今回の旅行はスケジュールが知らされていなかったのでやや不安。

まずは常州市役所を表敬。
市長は不在だったが副市長が出てきてご挨拶。TVニュースなどで見る大きな中国型の応接室、椅子はコの字型に並んでいて向かいの人とは話も出来ないほど遠い。K女史の顔をたてた表敬だった。副市長はK女史を「市の誇り」と褒め称えていたらしい。

その後、自動車工場団地地区へ。
中国は土地所有が認めておらずこのような工業団地を作る場合。地図に自由に線を引いてその中の農民を他の農場へ強制移住させるだけで済む。 風景的には農業地帯に忽然と近代的な工場が現れる異様な風景。
途中の町は西部劇に出てくるように平原にポツンと現れる。これも地方の町はハッキリ言って汚い。雑然。

で、工場視察。
自動車工場と言っても部品屋さんばかり、当社はベンツ社と取引しています。当社はBMWと・・・と言ってもセイザイ車のヘッドライトだけだったり、ドアノブだったりで自動車そのものではない。でも彼らは自動車業界だと言う。
どこへ行っても社員総出で熱烈歓迎。
ある会社などは正門前に社員が整列してお出迎え、ナニ様でもないのに。何か勘違いしていないかフト心配になる。またどこへ行っても例のショックアブソーバーの話はない。歓迎されて悪い気はしないが、大げさすぎてすこし不安になる。
工場のボードに「7%」と書いてあったのでナニの数字かと聞くとロス率とのこと。7%とはなんと信じられないロス率、これでも儲かっているらしいから驚き。

二日目はそう言った視察ばかり4社ほど訪問した。
昼飯は途中のレストランで、外見はみすぼらしい店に案内されるが、店内は素晴らしい装飾。外見もキチンとすれば良いのに。そして昼からフルコース、勿論のこと酒つき。これまた非常に旨い。

夜は夜で上海で一二を争うという料理店へ。
そこにはK女史の同級生だった上海市交通局長が待ち受けていた。
上海市1300万人の交通を抑える大物だ。でもさすが上海、彼はポロシャツ姿でどこにでもいるオッチャン。
はてここは誰の奢りなんだろうか?
果して、宴席に知らない人物が次々にだ入りする。聞くと運輸関係の業者らしい。交通局長が来ていることを聞きつけて差し入れ(大概が酒)を持って局長に挨拶にくる。局長もそれを当然のごとく受ける。そのたびに話が中断する。ゲスト(?)たる我々を無視した行為にチョットがっくり!
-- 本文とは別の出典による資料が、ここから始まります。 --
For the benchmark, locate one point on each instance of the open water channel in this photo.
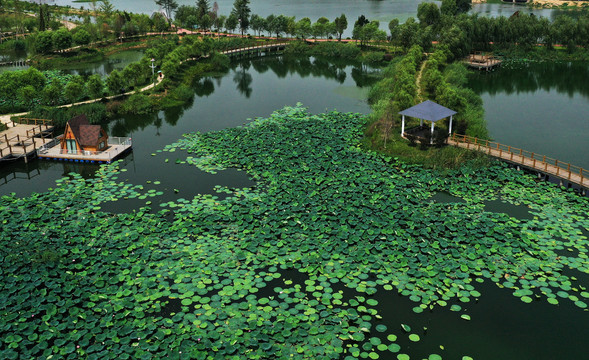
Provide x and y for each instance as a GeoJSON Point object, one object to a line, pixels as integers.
{"type": "Point", "coordinates": [502, 327]}
{"type": "Point", "coordinates": [381, 10]}
{"type": "Point", "coordinates": [541, 107]}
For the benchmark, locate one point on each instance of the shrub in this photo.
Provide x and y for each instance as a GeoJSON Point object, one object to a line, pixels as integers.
{"type": "Point", "coordinates": [373, 57]}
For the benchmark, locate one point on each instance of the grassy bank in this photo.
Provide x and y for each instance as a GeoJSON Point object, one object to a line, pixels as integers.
{"type": "Point", "coordinates": [303, 266]}
{"type": "Point", "coordinates": [409, 80]}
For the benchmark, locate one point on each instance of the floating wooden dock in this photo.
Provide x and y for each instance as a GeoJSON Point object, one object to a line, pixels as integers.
{"type": "Point", "coordinates": [482, 61]}
{"type": "Point", "coordinates": [24, 137]}
{"type": "Point", "coordinates": [532, 161]}
{"type": "Point", "coordinates": [117, 147]}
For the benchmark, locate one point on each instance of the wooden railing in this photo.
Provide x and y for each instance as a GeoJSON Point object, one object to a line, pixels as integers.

そして食後、局長曰く「三番目の妻が足指マッサージをしているので行こう」三番目の妻にもビックリだが、公務員がアルバイトしている。 さらにカラオケへ。ここもその三号さんがやっているとか。

そして三日目は観光・ショッピング・・・?
ショックアブソーバーはどくへ行ったんだ!聞くと今夜ミーティングがあるという。
夕食後、やっと商談的な話。
概要は例のショックアブソーバーをコピー生産したいので手を貸して欲しいとのこと。生産と言ってもPatentはどうするのか? ここでビックリ発言「Patent無視して良い」と市の書記から言われているから大丈夫だと言う。
Patentはジープ社か三菱から借りないと生産してはいけないハズ。中国共産党書記がいかに偉いかは知らないが国際条約違反になる。中国側良くても我々は手が後ろへ回る。
話は技術的なことではなくここで暗礁にのりあげた。話はまとまらない。明日は帰国の予定。
こうやって中国と言うのは統治されているのかと実感する。国際的なトラブルが絶えないのが良く分かる。

こうしてタダの上海ツアーは終わった。
ナニの成果もない。K女史に聞くと「彼らは招待した。日本の業界人を知っている」というだけでその目的の半分は達しているとのこと。
最後に重要なのは「礼状」。 形式ばった礼状を書き送る。 肩書きは「神戸商工会議所・会員 K」、エッ会員って肩書きなの? それで中国の田舎はいいらしい。
未だに何がナニだかわからず仕舞い。
料理が旨かっただけ。

2011年12月26日月曜日

上海自動車産業視察団  ②

続き・・・。
食事が終わるとカラオケに招待された。同じホテルに大きなカラオケルームがあった。
日本人のオッサンはカラオケと女好きと思われているらしく、そこには大勢のホステス(?)がいた。
1人に2人の女性がつくいた。殆どが日本語がわからないので話も出来ない。カラオケも日本の歌もあるが、中国語の歌ばかり、それを彼女らがグループを組んで踊り歌う。カラオケというより何かのショーのよう。

食事中は老酒や白酒だったが、ここではウイスキー。
でも乾杯・乾杯でしこたま飲まされた後なので、実のところ早く部屋に帰って寝たかった。
今夜の接待は市の共産党委員会主催のようだ。
例の若い書記さんが張り切っている。しかし楽しんでいるのは彼らだけ。
そのうちK女史の息子が私に耳打ちした「お持ち帰りOKらしいですよ」と。 こちらにはそんな気は無いし、第一パッとしない娘ばかりだ。宿泊はツインだったが、お持ち帰りの場合は特別に部屋を用意するとまで言われる。金は200元(当時のレートで3000円と安い)以上出さないで欲しい・・・彼女らを甘やかすからと、そこまで言うか書記さん!
※実際は200元だすと駄々をこねられて300~500元出したとか!
彼女たちもそれが目的らしく売りこんでくる。
断る中国語もしらないので、冷たくあしらうしか手はない。トイレに行くと彼女らも付いてくる出口でハンカチを持って待っているのには参った。
なんやカンヤで初日は終わった。この調子だと先が思いやられる。
・・・続く。

2011年12月24日土曜日

上海自動車産業視察団 ①

ダイエーも次のイチケンも辞めて遊んでいる時代、友人の紹介である中国人女性実業家の仕事を手伝うことになった。
彼女・K女史のことは既に触れたが、見かけは普通のオバチャン、だけど実際接してみると中々のヤリ手女性。中国人だからというより彼女の持っているパワーにはスゴイものがあった。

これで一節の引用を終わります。